The Key to Flambards
When fourteen-year-old Grace Russell reluctantly comes to Flambards, where her great-great-grandparents once lived, she’s still in shock from the accident which left her disabled. Furthermore, her parents have divorced, which means she’s also lost her home.
Gradually, Grace becomes curious about her forebears, particularly her great-great-grandmother, the redoubtable Christina, who learnt to fly and was afraid of nothing. But Christina’s life was full of tragedy. Her first husband, Will, died at 22 in a plane crash during the First World War. Later, Christina married his half-brother, Mark, and their son was killed in 1940, aged 18.
Then Grace meets two distant cousins: the friendly Jamie, a passionate naturalist, and the troubled Marcus whose father, the dangerously volatile Adrian, has returned from Afghanistan, suffering from unacknowledged PTSD.
Grace comes to understand that, throughout the generations, her forebears tended to hide their emotions, choosing to stay silent rather than talk, and hurting each other. And it is happening again. If she, Jamie and Marcus can’t learn from the family history, they will be doomed to repeat it.

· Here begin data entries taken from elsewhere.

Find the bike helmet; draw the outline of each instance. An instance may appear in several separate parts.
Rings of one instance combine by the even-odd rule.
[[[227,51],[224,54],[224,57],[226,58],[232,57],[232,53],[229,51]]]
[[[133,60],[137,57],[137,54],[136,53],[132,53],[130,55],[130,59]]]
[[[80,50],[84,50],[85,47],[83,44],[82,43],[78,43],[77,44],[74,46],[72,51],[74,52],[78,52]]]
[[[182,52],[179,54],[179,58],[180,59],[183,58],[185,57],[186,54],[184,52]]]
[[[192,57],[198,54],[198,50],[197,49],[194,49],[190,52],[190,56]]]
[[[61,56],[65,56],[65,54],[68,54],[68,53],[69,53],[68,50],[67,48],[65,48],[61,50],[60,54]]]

I thought this was a terrific book; it reminded me of Joanna Trollope at her best; awful things happen, but her heroines learn from them, cope and move on. Grace, too, must struggle with problems with age-old roots and have the courage to break old patterns.
As Grace learns, she gradually realises that the past is truly a foreign country. The assumptions, the ways of coping with emotional stress, and the treatments, both medical and psychological, are all different. A hundred years on from Christina’s generation, a more positive future for herself, Jamie and Marcus is now possible.
Linda Newbery is an award-winning author, and The Key to Flambards is one of her best. She certainly gets a gold star from me.